Specifically, three main routes were identified: the transtuberculum-transplanum, the superior transclival, and the inferior transclival pathways.

2. Materials and Methods

2.1. Computed-Tomography Images Acquisition

All specimens underwent a predissection computed-tomography scan with a multislice helical acquisition protocol (slice thickness: 0,6 mm; gantry angle 0°); heads were positioned in the scanner (Siemens SOMATOM Sensation 64) in order to obtain a projection perpendicular to the palate. The images achieved were subsequently stored into a PACS (Picture Archiving and Communication System).

To allow the coregistration with the neuronavigation system, five screws were implanted in the skull as permanent bone reference markers.

2.2. The Dextroscope and Data Acquisition, Visualization, and Measurement

Before proceeding with the cadaveric dissection, a Virtual Reality System, known as Dextroscope (Dextroscope; Volume Interactions Pte. Ltd., Singapore), was used to perform a virtual simulation of each surgical approach. Such tool is a holographic imager that permits detailed analysis of the skull base anatomy throughout integration and fusion of multiple tomographic images series derived from the multislice computed tomography.

It provides the opportunity to perform surgical planning and decision making for different neurosurgical approaches with the aim of evaluating the best one among them. The surgeon can define and/or revise the trajectory or add a new path using interactive 3D visualization. Indeed, the virtual workspace inside the Dextroscope provides all the necessary tools for surgical planning. The hardware and software have been previously described exhaustively [20, 21].

The patient-specific radiology data sets were acquired and processed as described as follows. Each computed-tomography image set was stored in order to create a database of Digital Imaging and Communications in Medicine (DICOM) files. This database was loaded into the Dextroscope in order to build up a tridimensional model of the patient. With the aid of color-adjustment tool, it was possible to adjust individual color and transparency to distinctly reconstruct the cranial bone, soft tissue, and cerebral arteries.

For this study, three extended endoscopic endonasal approaches were planned and simulated using the Dextroscope workstation: the transtuberculum-transplanum, the superior transclival, and the inferior transclival.

The following measurements were taken in order to standardize each procedure: (a) angle of attack for each approach, defined as the angle formed by two lines of which the first beginning at the lower margin of the nostril and running parallel to the hard palate and the second originating from the same lower margin of the nostril until the selected aneurysm (its midpoint); (b) size of the craniectomy; (c) length of the surgical corridor to reach the selected aneurysm (its midpoint).

In particular, for the transtuberculum-transplanum approach, the medial edges of the optic canal were considered as lateral limits of the craniectomy, while the origin of the posterior ethmoidal artery as the upper limit and the floor of the sella as the lower one.

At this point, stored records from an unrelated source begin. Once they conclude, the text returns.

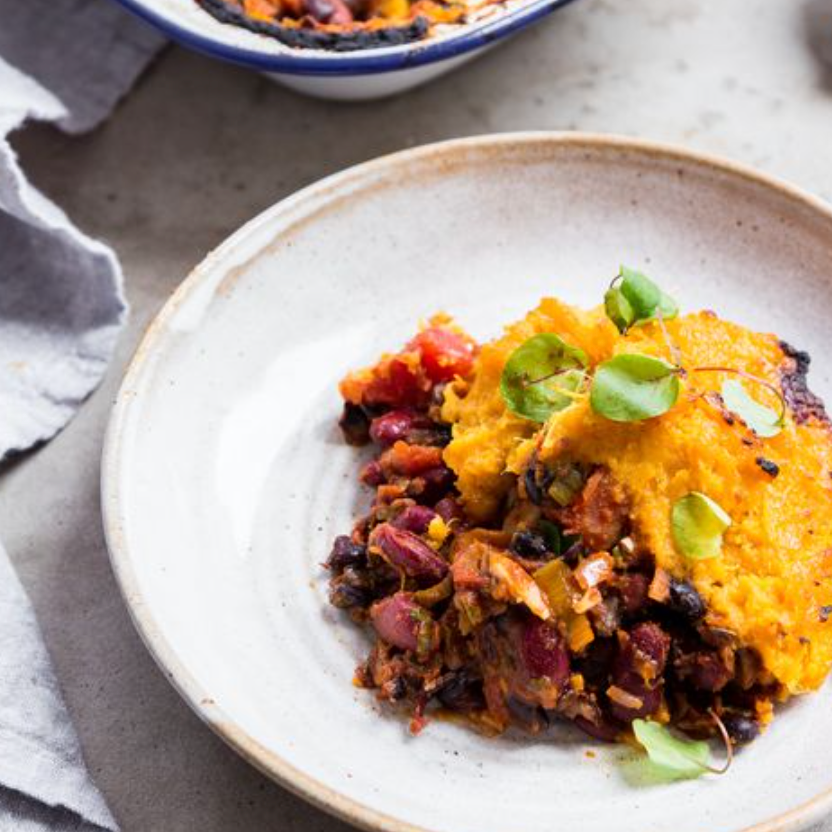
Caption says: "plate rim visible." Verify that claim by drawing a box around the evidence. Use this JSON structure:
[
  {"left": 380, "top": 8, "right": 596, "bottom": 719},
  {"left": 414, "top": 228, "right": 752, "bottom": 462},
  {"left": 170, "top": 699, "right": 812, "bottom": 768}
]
[{"left": 101, "top": 131, "right": 832, "bottom": 832}]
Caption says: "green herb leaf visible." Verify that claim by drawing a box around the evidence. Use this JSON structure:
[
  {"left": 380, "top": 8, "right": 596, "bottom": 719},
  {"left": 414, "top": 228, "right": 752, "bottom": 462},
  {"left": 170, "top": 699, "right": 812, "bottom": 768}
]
[
  {"left": 604, "top": 286, "right": 636, "bottom": 332},
  {"left": 537, "top": 520, "right": 578, "bottom": 557},
  {"left": 500, "top": 333, "right": 588, "bottom": 422},
  {"left": 722, "top": 379, "right": 783, "bottom": 439},
  {"left": 633, "top": 719, "right": 710, "bottom": 779},
  {"left": 604, "top": 266, "right": 679, "bottom": 332},
  {"left": 589, "top": 353, "right": 679, "bottom": 422},
  {"left": 670, "top": 491, "right": 731, "bottom": 560}
]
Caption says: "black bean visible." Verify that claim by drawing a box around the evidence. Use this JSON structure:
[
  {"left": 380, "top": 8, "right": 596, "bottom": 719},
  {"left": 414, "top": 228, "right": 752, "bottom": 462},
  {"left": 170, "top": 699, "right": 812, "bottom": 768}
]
[
  {"left": 326, "top": 534, "right": 367, "bottom": 573},
  {"left": 437, "top": 670, "right": 485, "bottom": 711},
  {"left": 754, "top": 456, "right": 780, "bottom": 477},
  {"left": 722, "top": 714, "right": 760, "bottom": 745},
  {"left": 329, "top": 579, "right": 372, "bottom": 610},
  {"left": 667, "top": 580, "right": 705, "bottom": 621},
  {"left": 338, "top": 402, "right": 370, "bottom": 445},
  {"left": 523, "top": 465, "right": 543, "bottom": 506},
  {"left": 511, "top": 531, "right": 550, "bottom": 560}
]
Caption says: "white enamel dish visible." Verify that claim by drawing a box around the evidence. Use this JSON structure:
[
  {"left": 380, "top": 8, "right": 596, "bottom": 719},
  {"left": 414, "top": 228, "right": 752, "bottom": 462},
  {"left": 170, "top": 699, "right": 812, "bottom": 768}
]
[
  {"left": 109, "top": 0, "right": 572, "bottom": 101},
  {"left": 103, "top": 134, "right": 832, "bottom": 832}
]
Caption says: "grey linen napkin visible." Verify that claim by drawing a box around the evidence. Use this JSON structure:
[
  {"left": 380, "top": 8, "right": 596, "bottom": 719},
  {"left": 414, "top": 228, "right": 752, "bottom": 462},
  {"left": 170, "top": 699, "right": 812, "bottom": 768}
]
[{"left": 0, "top": 0, "right": 162, "bottom": 832}]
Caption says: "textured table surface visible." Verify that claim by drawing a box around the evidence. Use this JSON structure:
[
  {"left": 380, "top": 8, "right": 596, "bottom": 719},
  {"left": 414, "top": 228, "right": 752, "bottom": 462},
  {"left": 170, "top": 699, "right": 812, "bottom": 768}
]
[{"left": 0, "top": 0, "right": 832, "bottom": 832}]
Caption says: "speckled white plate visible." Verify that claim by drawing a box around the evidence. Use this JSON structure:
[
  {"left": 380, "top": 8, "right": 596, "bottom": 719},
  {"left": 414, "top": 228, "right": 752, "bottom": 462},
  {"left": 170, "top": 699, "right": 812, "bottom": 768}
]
[{"left": 103, "top": 134, "right": 832, "bottom": 832}]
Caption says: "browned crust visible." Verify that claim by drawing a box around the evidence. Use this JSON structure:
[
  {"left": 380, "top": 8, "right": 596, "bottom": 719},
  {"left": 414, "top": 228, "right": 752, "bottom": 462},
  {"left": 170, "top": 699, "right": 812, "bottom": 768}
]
[
  {"left": 780, "top": 341, "right": 830, "bottom": 425},
  {"left": 196, "top": 0, "right": 430, "bottom": 52}
]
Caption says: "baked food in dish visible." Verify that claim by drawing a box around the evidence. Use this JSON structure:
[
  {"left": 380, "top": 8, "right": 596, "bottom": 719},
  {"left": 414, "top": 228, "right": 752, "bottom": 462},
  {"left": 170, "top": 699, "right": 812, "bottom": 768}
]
[
  {"left": 196, "top": 0, "right": 497, "bottom": 52},
  {"left": 328, "top": 269, "right": 832, "bottom": 764}
]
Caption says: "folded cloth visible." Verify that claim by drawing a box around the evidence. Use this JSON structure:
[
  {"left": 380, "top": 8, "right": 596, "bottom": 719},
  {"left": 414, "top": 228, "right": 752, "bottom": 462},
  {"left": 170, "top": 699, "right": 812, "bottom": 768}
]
[{"left": 0, "top": 0, "right": 162, "bottom": 832}]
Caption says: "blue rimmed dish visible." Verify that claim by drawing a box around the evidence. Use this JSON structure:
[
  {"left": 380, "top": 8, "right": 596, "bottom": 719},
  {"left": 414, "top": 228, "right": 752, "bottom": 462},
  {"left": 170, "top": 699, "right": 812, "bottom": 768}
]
[{"left": 109, "top": 0, "right": 573, "bottom": 100}]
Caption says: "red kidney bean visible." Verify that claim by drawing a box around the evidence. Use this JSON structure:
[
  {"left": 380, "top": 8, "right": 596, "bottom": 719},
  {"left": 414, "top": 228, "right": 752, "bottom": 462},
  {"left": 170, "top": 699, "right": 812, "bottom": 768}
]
[
  {"left": 610, "top": 621, "right": 670, "bottom": 722},
  {"left": 618, "top": 572, "right": 650, "bottom": 614},
  {"left": 370, "top": 410, "right": 420, "bottom": 447},
  {"left": 630, "top": 621, "right": 670, "bottom": 676},
  {"left": 370, "top": 592, "right": 428, "bottom": 650},
  {"left": 676, "top": 651, "right": 731, "bottom": 693},
  {"left": 520, "top": 618, "right": 569, "bottom": 687},
  {"left": 370, "top": 523, "right": 449, "bottom": 583},
  {"left": 415, "top": 465, "right": 455, "bottom": 503},
  {"left": 390, "top": 506, "right": 438, "bottom": 534},
  {"left": 433, "top": 497, "right": 463, "bottom": 523}
]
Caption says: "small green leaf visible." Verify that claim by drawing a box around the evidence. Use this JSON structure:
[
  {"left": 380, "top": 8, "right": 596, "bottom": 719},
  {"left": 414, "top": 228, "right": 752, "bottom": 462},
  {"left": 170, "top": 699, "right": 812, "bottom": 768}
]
[
  {"left": 722, "top": 379, "right": 783, "bottom": 439},
  {"left": 604, "top": 286, "right": 636, "bottom": 332},
  {"left": 633, "top": 719, "right": 710, "bottom": 779},
  {"left": 621, "top": 266, "right": 662, "bottom": 321},
  {"left": 604, "top": 266, "right": 679, "bottom": 333},
  {"left": 537, "top": 520, "right": 578, "bottom": 557},
  {"left": 670, "top": 491, "right": 731, "bottom": 560},
  {"left": 500, "top": 332, "right": 588, "bottom": 422},
  {"left": 589, "top": 353, "right": 679, "bottom": 422}
]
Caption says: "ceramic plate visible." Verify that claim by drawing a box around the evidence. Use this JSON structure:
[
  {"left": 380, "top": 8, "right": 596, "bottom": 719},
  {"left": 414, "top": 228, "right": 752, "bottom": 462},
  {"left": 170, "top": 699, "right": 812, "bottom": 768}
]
[{"left": 103, "top": 134, "right": 832, "bottom": 832}]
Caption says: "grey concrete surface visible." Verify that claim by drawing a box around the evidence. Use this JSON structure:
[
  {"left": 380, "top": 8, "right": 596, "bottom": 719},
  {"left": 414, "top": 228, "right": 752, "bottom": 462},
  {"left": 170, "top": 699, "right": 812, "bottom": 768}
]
[{"left": 0, "top": 0, "right": 832, "bottom": 832}]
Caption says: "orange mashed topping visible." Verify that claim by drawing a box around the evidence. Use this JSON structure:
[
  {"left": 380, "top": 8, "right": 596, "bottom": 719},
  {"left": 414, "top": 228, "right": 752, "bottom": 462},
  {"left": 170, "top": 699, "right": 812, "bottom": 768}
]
[{"left": 442, "top": 299, "right": 832, "bottom": 695}]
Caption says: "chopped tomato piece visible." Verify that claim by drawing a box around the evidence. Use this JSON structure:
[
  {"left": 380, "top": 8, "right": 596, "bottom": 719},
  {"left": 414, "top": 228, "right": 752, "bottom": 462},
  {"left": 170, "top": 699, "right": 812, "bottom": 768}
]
[{"left": 408, "top": 326, "right": 475, "bottom": 382}]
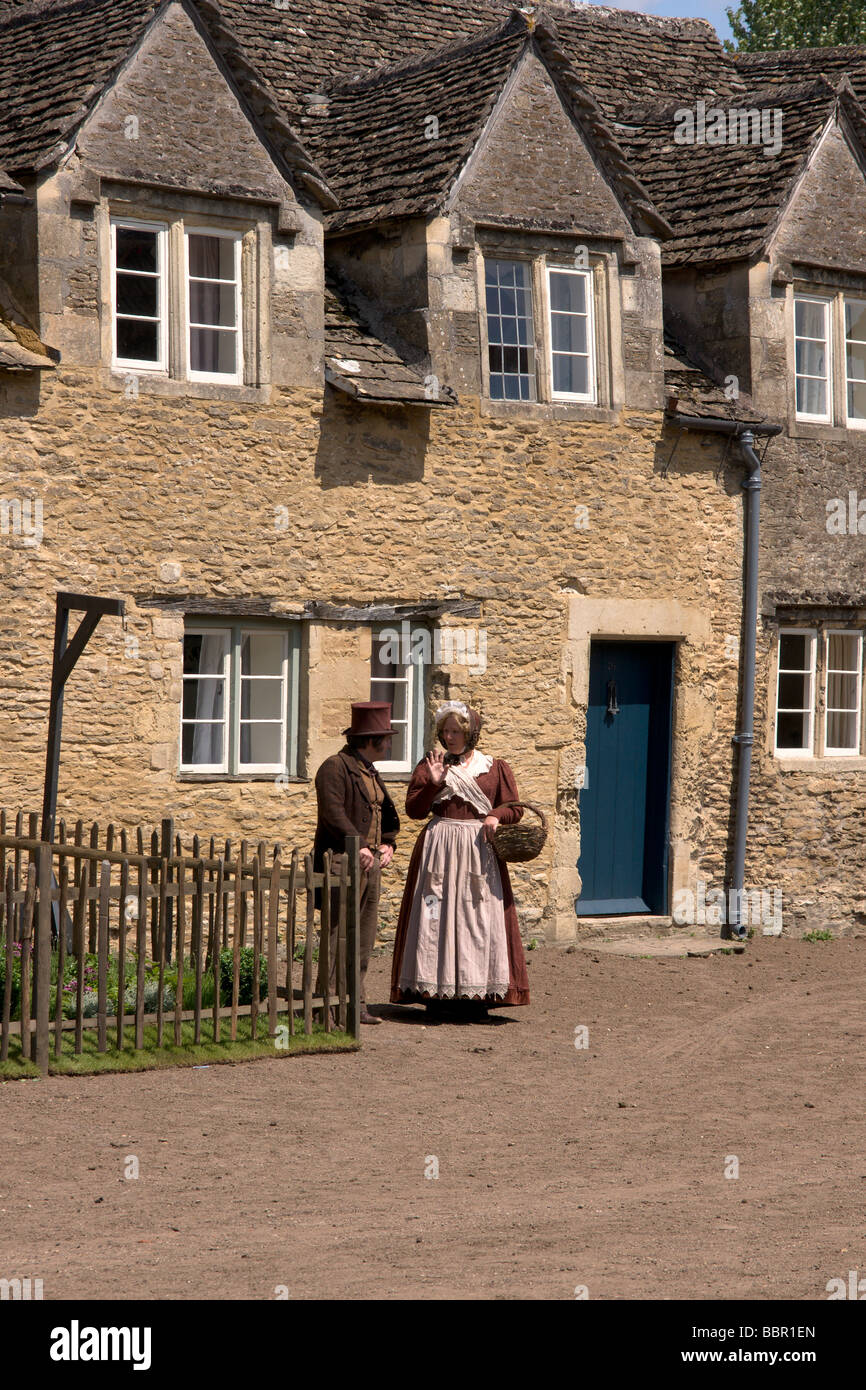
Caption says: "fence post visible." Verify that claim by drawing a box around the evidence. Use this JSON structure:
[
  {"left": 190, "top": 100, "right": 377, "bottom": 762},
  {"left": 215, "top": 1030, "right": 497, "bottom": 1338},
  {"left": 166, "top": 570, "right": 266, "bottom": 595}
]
[
  {"left": 34, "top": 844, "right": 52, "bottom": 1076},
  {"left": 346, "top": 835, "right": 361, "bottom": 1038}
]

For the upper clivus, the paraclival carotid protuberances were accounted as lateral limits of the craniectomy, whereas the floor of the sella as the upper limit and the middle third of the clivus, at the level of the dural entry of the sixth cranial nerve (which continues anteriorly with the Dorello's canal) [22], as the lower one.

Finally, for the inferior part of the clivus, the hypoglossal canals were considered as the lateral limit at this level, while the inferior third of the clivus as the lower limit and the middle third of the clivus as the upper one.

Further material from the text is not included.